The following operation imports timeseries/weather/temporarytimeseries.bson
into the new collection weathernew
:
mongorestore --uri="mongodb://mongodb0.example.com:27017,mongodb1.example.com:27017,mongodb2.example.com:27017/weather" \ --collection=weathernew --noIndexRestore \ --maintainInsertionOrder \ timeseries/weather/temporarytimeseries.bson
The command returns the following output:
2021-06-01T16:50:56.639+0200 checking for collection data in timeseries/weather/temporarytimeseries.bson 2021-06-01T16:50:56.640+0200 restoring to existing collection weather.weathernew without dropping 2021-06-01T16:50:56.640+0200 reading metadata for weather.weathernew from timeseries/weather/temporarytimeseries.metadata.json 2021-06-01T16:50:56.640+0200 restoring weather.weathernew from timeseries/weather/temporarytimeseries.bson 2021-06-01T16:51:01.229+0200 no indexes to restore 2021-06-01T16:51:01.229+0200 finished restoring weather.weathernew (10000 documents, 0 failures) 2021-06-01T16:51:01.229+0200 10000 document(s) restored successfully. 0 document(s) failed to restore.

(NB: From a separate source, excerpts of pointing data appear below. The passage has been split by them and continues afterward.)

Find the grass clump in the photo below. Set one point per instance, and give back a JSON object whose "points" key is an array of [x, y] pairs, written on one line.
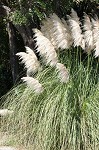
{"points": [[65, 116]]}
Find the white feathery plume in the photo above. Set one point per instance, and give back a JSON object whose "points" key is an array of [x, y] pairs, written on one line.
{"points": [[88, 34], [60, 33], [5, 112], [45, 48], [70, 40], [63, 73], [56, 32], [46, 29], [33, 84], [76, 30], [96, 35], [29, 59]]}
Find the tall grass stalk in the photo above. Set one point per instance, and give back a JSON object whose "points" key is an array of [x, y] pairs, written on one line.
{"points": [[65, 116]]}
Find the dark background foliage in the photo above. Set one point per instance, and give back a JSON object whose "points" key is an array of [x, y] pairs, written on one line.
{"points": [[25, 15]]}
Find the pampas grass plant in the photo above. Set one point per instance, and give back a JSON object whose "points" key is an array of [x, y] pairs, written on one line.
{"points": [[65, 115]]}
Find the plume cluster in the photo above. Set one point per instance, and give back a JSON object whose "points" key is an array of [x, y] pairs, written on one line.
{"points": [[45, 48], [64, 34], [57, 33]]}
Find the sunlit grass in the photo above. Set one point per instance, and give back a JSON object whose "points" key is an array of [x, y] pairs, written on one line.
{"points": [[65, 116]]}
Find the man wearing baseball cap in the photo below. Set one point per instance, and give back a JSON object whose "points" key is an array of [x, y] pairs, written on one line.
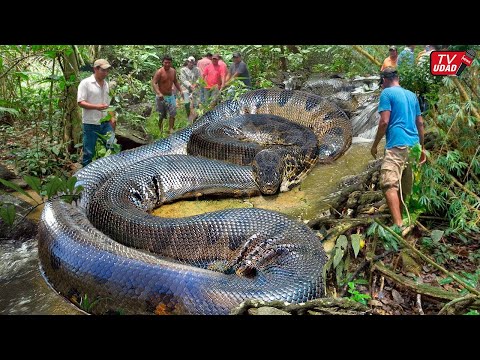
{"points": [[94, 99], [402, 124], [391, 60]]}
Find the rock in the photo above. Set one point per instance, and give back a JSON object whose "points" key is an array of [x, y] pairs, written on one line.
{"points": [[22, 228]]}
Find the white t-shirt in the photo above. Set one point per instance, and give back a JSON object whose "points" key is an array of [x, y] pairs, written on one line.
{"points": [[90, 91]]}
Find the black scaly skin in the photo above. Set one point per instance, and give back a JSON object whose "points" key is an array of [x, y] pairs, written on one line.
{"points": [[204, 264]]}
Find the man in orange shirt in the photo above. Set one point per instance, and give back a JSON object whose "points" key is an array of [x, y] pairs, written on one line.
{"points": [[391, 60]]}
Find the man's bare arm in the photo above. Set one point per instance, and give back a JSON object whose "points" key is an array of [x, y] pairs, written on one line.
{"points": [[382, 129], [155, 80], [86, 105]]}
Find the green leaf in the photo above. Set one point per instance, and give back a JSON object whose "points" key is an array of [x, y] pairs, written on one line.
{"points": [[71, 184], [52, 186], [338, 257], [356, 243], [15, 187], [7, 213], [437, 235], [34, 182], [447, 280]]}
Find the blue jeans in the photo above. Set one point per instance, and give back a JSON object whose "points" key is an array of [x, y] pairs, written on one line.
{"points": [[90, 139]]}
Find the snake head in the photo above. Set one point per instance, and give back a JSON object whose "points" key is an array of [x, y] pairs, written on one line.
{"points": [[268, 171]]}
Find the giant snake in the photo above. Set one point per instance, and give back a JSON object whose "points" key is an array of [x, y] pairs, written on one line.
{"points": [[109, 248]]}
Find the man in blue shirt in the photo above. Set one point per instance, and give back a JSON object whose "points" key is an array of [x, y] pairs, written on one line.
{"points": [[402, 124]]}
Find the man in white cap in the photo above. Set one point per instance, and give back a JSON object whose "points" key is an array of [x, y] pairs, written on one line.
{"points": [[94, 99], [401, 122], [189, 75]]}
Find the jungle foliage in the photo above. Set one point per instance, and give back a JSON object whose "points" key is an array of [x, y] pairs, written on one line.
{"points": [[38, 83]]}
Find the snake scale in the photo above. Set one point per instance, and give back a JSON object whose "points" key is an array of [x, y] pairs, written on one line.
{"points": [[127, 261]]}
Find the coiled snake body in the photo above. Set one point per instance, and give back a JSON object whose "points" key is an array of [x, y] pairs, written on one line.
{"points": [[204, 264]]}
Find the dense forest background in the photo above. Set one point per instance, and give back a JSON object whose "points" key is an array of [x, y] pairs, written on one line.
{"points": [[40, 122]]}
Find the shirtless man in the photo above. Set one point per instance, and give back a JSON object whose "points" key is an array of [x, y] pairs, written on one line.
{"points": [[165, 101]]}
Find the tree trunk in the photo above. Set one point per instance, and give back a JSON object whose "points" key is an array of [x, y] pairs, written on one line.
{"points": [[73, 121]]}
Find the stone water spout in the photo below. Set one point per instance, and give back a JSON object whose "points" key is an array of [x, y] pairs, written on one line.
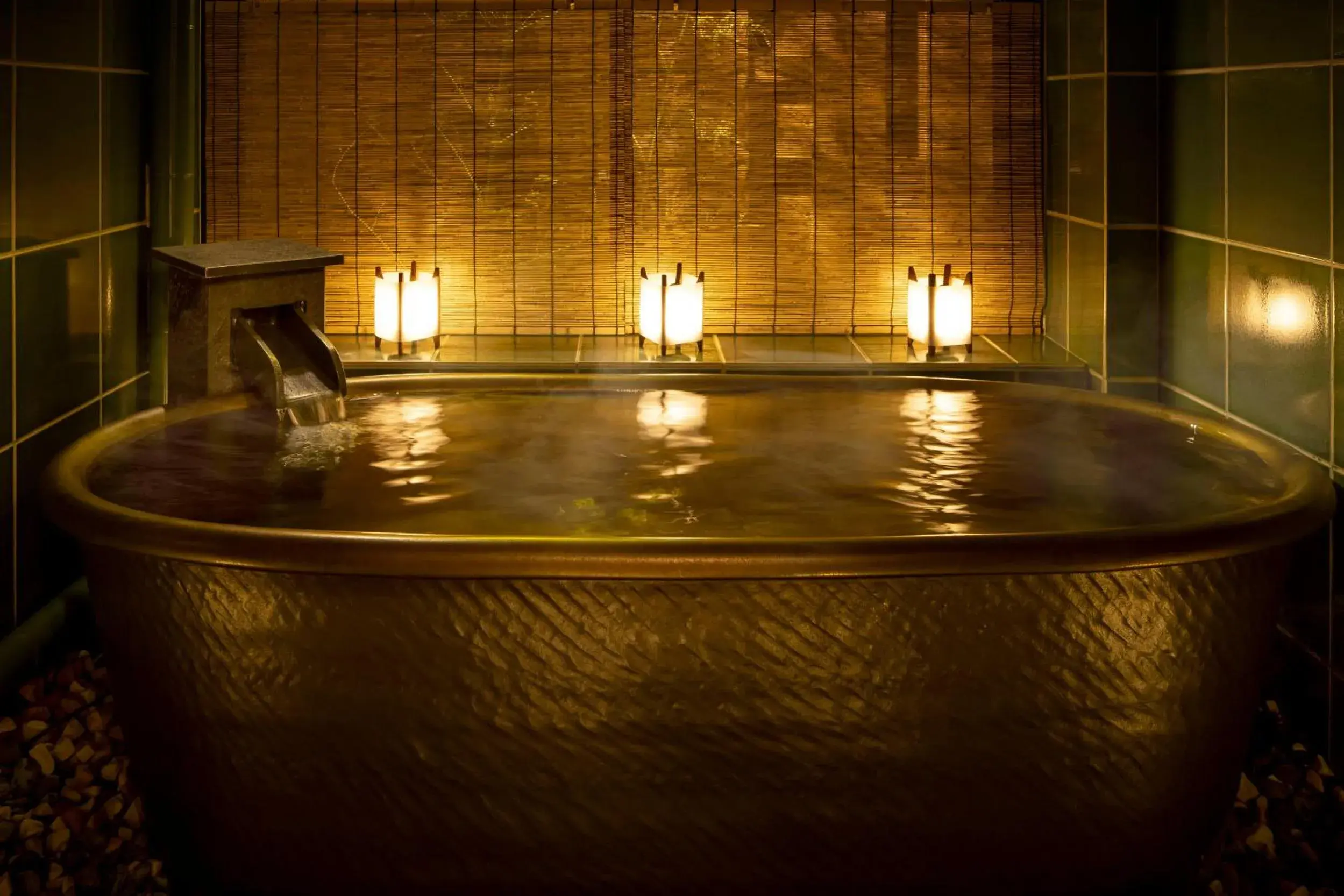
{"points": [[249, 316]]}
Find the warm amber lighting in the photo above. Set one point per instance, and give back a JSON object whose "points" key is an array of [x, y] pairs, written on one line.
{"points": [[1288, 309], [405, 305], [948, 298], [671, 308]]}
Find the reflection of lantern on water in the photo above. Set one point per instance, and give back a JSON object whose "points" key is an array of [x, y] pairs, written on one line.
{"points": [[674, 418], [943, 456], [408, 435]]}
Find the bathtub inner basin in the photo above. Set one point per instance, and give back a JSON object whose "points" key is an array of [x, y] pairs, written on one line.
{"points": [[698, 458]]}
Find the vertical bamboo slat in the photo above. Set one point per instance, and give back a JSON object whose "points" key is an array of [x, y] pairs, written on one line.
{"points": [[338, 184], [496, 311], [836, 207], [873, 160], [715, 184], [454, 166]]}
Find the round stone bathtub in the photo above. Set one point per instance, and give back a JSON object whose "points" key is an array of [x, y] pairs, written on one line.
{"points": [[686, 633]]}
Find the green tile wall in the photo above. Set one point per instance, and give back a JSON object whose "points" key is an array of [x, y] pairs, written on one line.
{"points": [[1278, 160], [1103, 167], [1249, 231], [73, 247]]}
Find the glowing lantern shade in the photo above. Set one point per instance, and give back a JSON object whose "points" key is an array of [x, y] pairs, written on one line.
{"points": [[947, 305], [671, 309], [405, 307]]}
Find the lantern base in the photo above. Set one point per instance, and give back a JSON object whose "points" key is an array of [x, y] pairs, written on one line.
{"points": [[663, 349], [930, 351]]}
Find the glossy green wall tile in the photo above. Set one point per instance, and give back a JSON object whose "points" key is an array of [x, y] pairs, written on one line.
{"points": [[1057, 37], [125, 34], [1086, 292], [1191, 284], [1339, 29], [1191, 159], [49, 559], [6, 53], [1146, 392], [125, 146], [1086, 35], [77, 308], [1178, 401], [6, 186], [1280, 347], [127, 401], [1057, 280], [1087, 148], [63, 31], [123, 287], [57, 320], [1132, 35], [6, 389], [1339, 376], [1278, 163], [57, 163], [1057, 146], [1132, 303], [1270, 31], [1192, 34], [1132, 131]]}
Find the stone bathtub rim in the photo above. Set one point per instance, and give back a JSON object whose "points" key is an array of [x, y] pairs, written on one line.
{"points": [[1305, 504]]}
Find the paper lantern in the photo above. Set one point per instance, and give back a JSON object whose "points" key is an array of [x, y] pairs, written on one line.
{"points": [[672, 309], [405, 307], [938, 314]]}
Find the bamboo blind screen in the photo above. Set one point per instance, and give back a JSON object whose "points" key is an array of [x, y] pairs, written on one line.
{"points": [[801, 156]]}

If your original collection had secondary indexes, manually recreate them now. If your collection includes timeField
values before 1970-01-01T00:00:00.000Z
or after 2038-01-19T03:14:07.000Z
, MongoDB logs a warning and disables some query optimizations that make use of the internal clustered index. Create a secondary index on the timeField
to regain query performance and resolve the log warning.
Tip
Add Secondary Indexes to Time Series Collections
If you insert a document into a collection with a timeField
value before 1970-01-01T00:00:00.000Z
or after 2038-01-19T03:14:07.000Z
, MongoDB logs a warning and prevents some query optimizations from using the internal index. Create a secondary index on the timeField
to regain query performance and resolve the log warning.